Racing teams noticed next. By the 1980s, US racers were applying helicopter tape to shield paint and sponsor decals from gravel and track debris, and by the 1990s 3M and other manufacturers had refined the material specifically for consumer automotive use — the point where "helicopter tape" became what the industry now calls paint protection film, or PPF.
Modern PPF is built from thermoplastic polyurethane (TPU), and its signature feature is self-healing: heat, whether from direct sun or hot water, lets the film's elastomeric polymer flow back into shape, smoothing out minor swirls and light scratches without polishing or replacement. That property is what separates it from a basic vinyl wrap, and it's the reason PPF has become the default recommendation from detailers like AMMO NYC's Larry Kosilla for anyone trying to keep a car's factory paint intact long-term rather than correcting damage after the fact.

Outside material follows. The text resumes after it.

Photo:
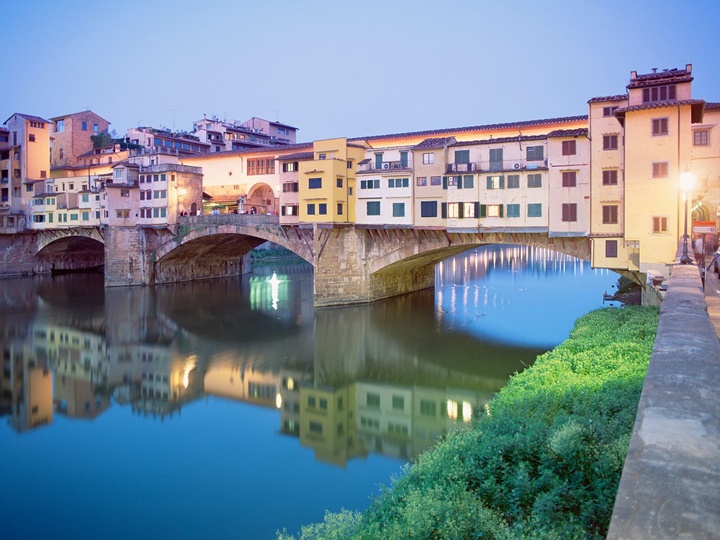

The competitive landscape now runs several major players deep — XPEL, 3M, SunTek, STEK, and LLumar all sell film and certify independent installers — but XPEL has emerged as the industry's most visible name, in part because it's the only one of the group that reports its numbers publicly. In its first quarter of 2026, XPEL posted revenue of $117.4 million, up 13.1% from $103.8 million a year earlier, with net income up 20.5% to $10.3 million ($0.37 per share) and EBITDA up 17.8% to $17.0 million. Gross margin improved to 43.7%. Paint protection film remains the company's largest product line by revenue, but window film adoption grew faster — up 24.8% — and installation labor and dealership/OEM services grew fastest of all, up 24.3%, a sign that the business is shifting as much toward installation services as it is toward the film itself.
That shift tracks with where the broader industry has been heading: PPF stopped being a niche add-on for exotics and track cars once dealerships started offering it as a standard trim-level option, and once self-healing film made the pitch to ordinary daily-driver owners — not just enthusiasts — considerably easier to make.